Agli ultimi posti paesi come Libia, Afghanistan e Kuwait.
Vini antichi
In Sicilia sono state trovate
tracce di vino risalente a 6mila anni fa. Il ritrovamento è avvenuto in una
grotta situata sul Monte San Calogero, in provincia di Agrigento. Gli scavi
condotti dall’Università della South Florida, in Usa, hanno riportato alla luce
giare e brocche che conservano tracce inequivocabili di sostanze alcoliche. Si
pensa che in questa area geografica l’occidente abbia conosciuto per la prima
volta il risultato della fermentazione dell’uva; anche se il circondario,
interessato dalla presenza dell’uomo da millenni, presenta alti tassi di umidità
(fino al 100%) e temperature che possono sfiorare i 40 gradi, parametri che mal
si accordano con un felice processo di conservazione dei vini. Se lo studio
verrà confermato, ci sarà da riscrivere la storia antica della Sicilia,
partendo dal presupposto che ancora nessuno è riuscito a chiarire le tecniche
che hanno consentito l’irrigazione delle vigne preistoriche.
Alte gradazioni
La distillazione è invece il
procedimento che viene utilizzato per ottenere alcolici ad alta gradazione.
Dalla distillazione del vino si ottiene, per esempio, la grappa; da quella
della birra, l’acquavite e, in parte, il whisky. Si basa sul differente punto
di ebollizione delle sostanze che compongono una miscela. In pratica vengono
divise tramite il surriscaldamento e poi il raffreddamento (e condensazione).
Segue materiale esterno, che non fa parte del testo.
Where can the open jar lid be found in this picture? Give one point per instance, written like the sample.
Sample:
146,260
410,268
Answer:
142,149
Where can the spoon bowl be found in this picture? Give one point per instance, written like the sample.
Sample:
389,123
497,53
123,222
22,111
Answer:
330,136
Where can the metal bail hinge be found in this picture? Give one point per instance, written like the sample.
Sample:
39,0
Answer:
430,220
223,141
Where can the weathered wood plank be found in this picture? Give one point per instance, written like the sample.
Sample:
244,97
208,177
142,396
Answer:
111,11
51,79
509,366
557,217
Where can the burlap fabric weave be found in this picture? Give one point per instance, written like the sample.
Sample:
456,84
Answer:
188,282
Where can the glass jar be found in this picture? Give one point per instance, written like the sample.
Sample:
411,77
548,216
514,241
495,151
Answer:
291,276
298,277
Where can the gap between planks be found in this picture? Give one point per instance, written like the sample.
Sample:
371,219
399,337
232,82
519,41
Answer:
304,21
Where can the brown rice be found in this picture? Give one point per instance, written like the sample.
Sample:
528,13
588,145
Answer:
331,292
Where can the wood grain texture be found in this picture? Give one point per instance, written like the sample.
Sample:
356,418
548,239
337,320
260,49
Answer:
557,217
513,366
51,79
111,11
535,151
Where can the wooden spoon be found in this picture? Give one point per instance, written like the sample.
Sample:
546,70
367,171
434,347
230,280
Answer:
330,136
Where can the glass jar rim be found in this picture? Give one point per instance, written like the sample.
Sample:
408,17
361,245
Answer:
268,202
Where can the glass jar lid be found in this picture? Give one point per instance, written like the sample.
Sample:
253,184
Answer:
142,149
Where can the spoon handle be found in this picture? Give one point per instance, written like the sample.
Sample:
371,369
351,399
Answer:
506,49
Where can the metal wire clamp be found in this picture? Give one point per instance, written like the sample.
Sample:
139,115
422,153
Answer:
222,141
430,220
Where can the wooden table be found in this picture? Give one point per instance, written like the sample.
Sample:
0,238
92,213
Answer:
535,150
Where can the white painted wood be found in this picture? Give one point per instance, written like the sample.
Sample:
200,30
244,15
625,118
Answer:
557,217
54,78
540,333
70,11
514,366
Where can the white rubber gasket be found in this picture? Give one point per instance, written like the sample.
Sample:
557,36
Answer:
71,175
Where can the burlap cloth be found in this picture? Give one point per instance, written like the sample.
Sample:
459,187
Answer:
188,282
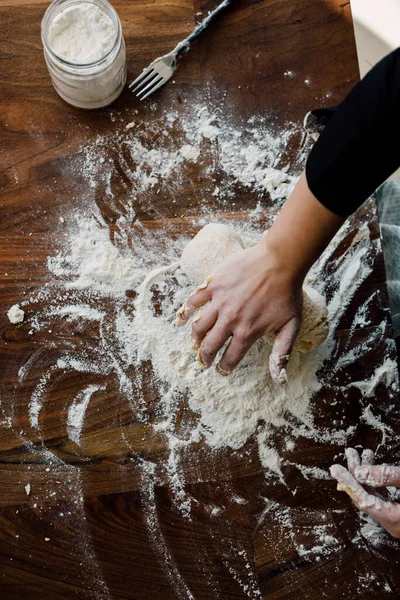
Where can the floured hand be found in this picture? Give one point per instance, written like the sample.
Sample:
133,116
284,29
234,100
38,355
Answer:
362,472
249,295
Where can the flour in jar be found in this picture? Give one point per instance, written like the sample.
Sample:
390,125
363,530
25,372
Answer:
82,33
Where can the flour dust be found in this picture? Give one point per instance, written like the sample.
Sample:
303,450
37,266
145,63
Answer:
120,277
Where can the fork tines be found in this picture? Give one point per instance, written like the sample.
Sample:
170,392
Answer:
150,77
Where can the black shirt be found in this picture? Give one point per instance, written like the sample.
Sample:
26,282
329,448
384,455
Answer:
360,146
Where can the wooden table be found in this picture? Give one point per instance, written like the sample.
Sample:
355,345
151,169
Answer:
91,525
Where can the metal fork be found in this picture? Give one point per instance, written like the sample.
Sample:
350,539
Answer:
161,69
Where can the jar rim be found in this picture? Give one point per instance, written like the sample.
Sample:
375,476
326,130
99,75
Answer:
68,63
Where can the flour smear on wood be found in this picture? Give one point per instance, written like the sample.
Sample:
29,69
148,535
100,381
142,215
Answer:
96,266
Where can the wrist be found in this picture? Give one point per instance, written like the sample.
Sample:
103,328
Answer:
279,258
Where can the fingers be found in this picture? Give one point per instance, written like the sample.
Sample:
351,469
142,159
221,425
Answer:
234,353
353,459
378,475
367,457
212,343
361,498
283,345
386,513
200,296
202,324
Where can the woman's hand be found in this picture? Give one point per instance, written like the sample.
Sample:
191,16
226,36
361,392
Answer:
258,291
251,294
363,472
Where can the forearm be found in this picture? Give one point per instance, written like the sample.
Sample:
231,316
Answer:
301,232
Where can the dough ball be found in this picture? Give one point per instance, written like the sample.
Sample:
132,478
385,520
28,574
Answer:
214,244
208,249
314,324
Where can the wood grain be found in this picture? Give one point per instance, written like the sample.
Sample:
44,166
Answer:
94,524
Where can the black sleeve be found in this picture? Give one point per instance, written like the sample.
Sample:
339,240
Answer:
360,146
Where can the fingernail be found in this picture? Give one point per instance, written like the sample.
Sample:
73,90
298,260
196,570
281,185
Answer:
362,473
222,372
195,344
180,317
202,364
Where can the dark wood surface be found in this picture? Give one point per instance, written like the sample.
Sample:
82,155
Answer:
94,526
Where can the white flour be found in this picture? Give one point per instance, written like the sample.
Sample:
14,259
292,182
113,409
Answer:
123,283
15,314
82,33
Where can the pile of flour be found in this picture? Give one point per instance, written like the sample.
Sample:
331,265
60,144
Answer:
126,280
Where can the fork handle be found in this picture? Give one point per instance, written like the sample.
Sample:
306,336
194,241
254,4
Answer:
184,46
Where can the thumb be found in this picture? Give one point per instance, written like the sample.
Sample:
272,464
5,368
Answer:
378,475
283,346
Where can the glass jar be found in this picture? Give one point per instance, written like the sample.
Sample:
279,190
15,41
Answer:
94,84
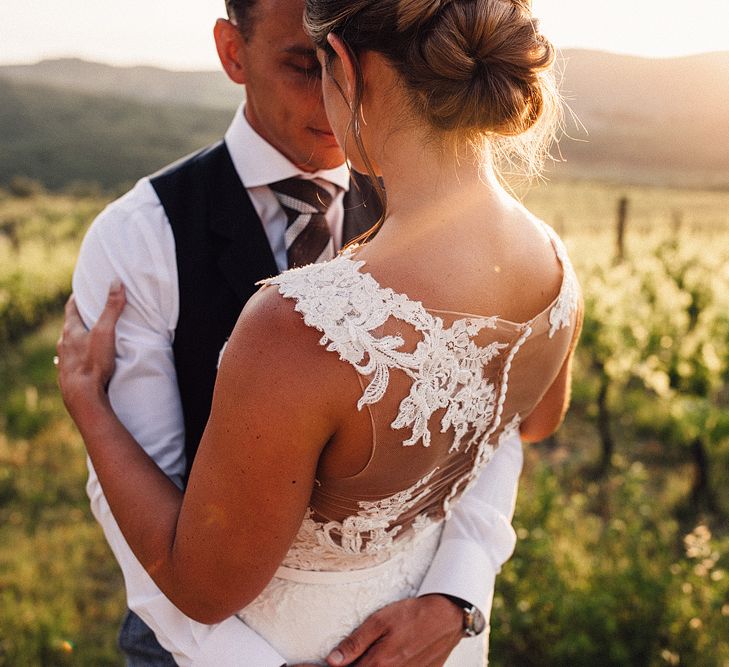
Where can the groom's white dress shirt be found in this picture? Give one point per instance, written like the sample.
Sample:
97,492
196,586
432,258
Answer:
132,240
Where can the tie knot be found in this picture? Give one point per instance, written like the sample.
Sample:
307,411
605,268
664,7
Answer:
302,195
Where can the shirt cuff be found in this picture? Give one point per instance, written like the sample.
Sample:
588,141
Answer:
470,574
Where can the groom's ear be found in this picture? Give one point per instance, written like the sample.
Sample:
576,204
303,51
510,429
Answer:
230,44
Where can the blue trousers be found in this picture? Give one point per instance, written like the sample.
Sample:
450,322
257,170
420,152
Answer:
139,645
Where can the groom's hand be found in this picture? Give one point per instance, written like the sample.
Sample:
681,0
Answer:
417,632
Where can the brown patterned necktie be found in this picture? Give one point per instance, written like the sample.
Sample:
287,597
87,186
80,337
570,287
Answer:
308,238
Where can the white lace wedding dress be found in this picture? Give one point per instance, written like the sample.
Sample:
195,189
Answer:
443,389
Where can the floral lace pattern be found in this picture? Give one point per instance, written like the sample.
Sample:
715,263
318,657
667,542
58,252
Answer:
368,533
448,373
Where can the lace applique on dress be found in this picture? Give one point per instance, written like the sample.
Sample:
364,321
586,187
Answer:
447,367
370,532
448,371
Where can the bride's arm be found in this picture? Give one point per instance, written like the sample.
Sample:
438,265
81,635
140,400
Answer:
214,550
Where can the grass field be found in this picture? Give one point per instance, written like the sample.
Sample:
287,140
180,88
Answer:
619,562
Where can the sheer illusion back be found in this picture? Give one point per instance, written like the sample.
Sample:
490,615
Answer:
443,390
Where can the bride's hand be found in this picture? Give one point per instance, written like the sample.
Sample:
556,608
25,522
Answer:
86,358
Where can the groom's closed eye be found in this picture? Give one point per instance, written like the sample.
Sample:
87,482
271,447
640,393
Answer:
304,63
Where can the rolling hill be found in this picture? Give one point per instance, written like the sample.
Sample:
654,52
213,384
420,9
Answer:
647,121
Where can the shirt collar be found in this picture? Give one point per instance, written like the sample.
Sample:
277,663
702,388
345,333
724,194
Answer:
269,164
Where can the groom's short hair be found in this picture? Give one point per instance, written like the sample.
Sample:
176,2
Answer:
240,12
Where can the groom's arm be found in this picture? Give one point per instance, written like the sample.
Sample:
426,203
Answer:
478,538
476,541
132,241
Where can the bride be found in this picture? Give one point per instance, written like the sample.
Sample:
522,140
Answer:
358,399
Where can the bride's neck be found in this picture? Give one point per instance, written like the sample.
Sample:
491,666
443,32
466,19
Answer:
428,183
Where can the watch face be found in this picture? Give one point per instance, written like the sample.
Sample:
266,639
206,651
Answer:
479,622
473,622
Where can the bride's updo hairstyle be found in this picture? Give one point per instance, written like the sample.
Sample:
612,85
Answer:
476,69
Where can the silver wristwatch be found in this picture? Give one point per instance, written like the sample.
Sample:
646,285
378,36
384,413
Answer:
473,621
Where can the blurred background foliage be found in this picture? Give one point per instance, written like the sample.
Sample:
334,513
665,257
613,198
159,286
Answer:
622,516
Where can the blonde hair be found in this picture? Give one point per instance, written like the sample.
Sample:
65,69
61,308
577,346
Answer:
477,69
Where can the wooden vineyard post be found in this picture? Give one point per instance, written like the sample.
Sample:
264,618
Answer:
620,230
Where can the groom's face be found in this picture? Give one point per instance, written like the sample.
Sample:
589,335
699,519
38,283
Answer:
283,86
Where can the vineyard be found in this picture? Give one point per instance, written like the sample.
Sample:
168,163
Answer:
623,552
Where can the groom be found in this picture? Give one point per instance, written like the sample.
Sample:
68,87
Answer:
189,244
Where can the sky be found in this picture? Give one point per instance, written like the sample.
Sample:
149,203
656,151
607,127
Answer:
176,34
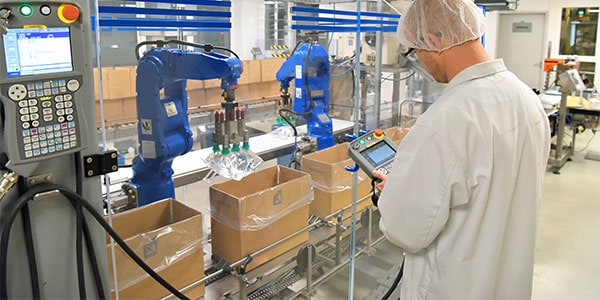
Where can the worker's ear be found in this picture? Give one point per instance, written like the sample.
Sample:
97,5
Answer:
436,39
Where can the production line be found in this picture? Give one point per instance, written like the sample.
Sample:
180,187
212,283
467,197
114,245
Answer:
77,222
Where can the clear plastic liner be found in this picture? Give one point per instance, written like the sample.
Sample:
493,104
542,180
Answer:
261,199
235,165
283,132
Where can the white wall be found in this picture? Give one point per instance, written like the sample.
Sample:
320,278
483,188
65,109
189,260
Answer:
553,10
247,26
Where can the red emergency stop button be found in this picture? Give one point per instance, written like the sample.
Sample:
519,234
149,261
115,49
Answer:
68,13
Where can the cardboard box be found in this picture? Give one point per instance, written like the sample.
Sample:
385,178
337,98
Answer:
269,67
327,168
104,84
261,209
167,235
119,83
397,134
327,203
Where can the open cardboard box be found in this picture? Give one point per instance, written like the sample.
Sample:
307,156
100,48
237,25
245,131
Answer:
166,235
260,210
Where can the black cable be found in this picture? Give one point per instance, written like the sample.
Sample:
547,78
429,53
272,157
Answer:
396,282
86,230
74,198
79,250
35,283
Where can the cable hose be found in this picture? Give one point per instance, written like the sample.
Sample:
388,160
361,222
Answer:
396,282
74,198
35,283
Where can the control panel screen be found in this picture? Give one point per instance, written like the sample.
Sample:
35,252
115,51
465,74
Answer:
33,51
379,153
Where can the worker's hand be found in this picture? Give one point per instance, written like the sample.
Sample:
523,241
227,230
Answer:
379,186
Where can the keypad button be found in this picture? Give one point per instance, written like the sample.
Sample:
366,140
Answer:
73,85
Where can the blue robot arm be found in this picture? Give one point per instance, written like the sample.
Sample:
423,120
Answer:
163,127
309,67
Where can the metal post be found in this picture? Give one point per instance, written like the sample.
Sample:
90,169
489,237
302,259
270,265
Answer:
309,287
378,62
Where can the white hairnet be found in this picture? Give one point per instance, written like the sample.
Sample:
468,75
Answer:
453,22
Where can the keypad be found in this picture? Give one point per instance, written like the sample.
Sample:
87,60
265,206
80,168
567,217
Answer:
48,118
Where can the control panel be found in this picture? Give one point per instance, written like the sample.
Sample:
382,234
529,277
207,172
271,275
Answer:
373,151
41,78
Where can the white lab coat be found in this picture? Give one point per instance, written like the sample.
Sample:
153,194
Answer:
463,195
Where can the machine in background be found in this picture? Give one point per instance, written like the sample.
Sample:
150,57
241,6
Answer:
48,141
163,126
308,66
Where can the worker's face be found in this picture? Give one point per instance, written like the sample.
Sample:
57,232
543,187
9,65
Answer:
430,62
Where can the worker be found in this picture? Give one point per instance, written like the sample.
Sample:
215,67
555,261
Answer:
463,196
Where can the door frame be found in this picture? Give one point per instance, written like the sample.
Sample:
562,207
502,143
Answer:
545,39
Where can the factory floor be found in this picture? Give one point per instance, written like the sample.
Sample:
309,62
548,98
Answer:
567,262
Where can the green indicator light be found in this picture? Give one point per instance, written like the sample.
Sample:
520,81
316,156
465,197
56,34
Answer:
26,10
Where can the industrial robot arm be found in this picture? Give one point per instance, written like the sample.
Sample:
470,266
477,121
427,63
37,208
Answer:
309,67
163,127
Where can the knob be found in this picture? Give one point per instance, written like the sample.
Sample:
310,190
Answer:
378,133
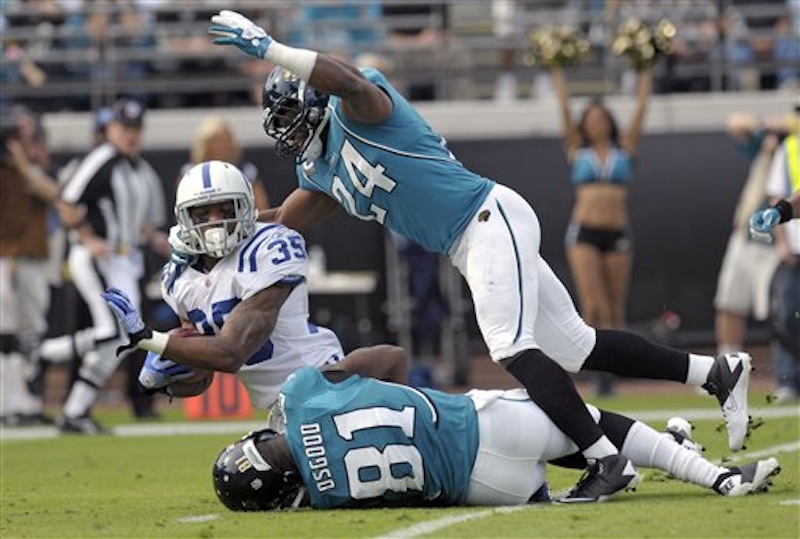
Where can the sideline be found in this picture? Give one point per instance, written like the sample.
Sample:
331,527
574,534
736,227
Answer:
10,434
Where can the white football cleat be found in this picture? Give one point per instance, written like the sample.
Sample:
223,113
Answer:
747,479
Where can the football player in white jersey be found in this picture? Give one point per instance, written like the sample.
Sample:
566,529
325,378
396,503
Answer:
359,145
245,288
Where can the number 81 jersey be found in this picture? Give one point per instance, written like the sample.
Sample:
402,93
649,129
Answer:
362,442
273,254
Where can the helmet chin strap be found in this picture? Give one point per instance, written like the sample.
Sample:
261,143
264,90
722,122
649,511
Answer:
216,240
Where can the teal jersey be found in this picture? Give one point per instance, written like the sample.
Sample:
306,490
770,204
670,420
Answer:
399,173
362,442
La distillazione è divenuta d’uso comune nel Medioevo ma si presume che sia
stata utilizzata per la prima volta in Egitto, oltre seimila anni fa. Tracce
del processo chimico sono state rinvenute anche in Pakistan, Cina e Persia. La
distillazione è un processo importante non solo per ottenere liquori, ma anche
in campo industriale: dalla distillazione del petrolio, per esempio, si ottiene
il cherosene; e lo stesso accade con il benzene e il catrame.
Pagine ubriache
Per raccontare aneddoti e
curiosità sul mondo dell’alcol. Edito da il Mulino, si intitola “Sbornie sacre,
sbornie profane”. Una bella lettura a opera di Cluadio Ferlan, ricercatore
presso l’Istituto storico italo-germanico della Fondazione Bruno Kessler di
Trento. Paolo di Tarso diceva ai discepoli di smetterla con l’acqua e di
iniziare col vino, per risolvere il mal di stomaco. Nel 1613 solo in Olanda c’erano
518 taverne. Geronimo, l’ultimo apache arresosi all’esercito americano, morì
dopo avere passato una notte al gelo, per una colossale ubriacatura. Nel XIX
secolo il medico Magnus Huss ufficializza l’alcolismo come una malattia; se ne
accorse anche Handsome Lake, profeta visionario di religione cristiana, che, a
cavallo dell’Ottocento, ammise le colpe dell’uomo bianco; che diffuse l’alcol
fra gli indiani provocandone la scomparsa.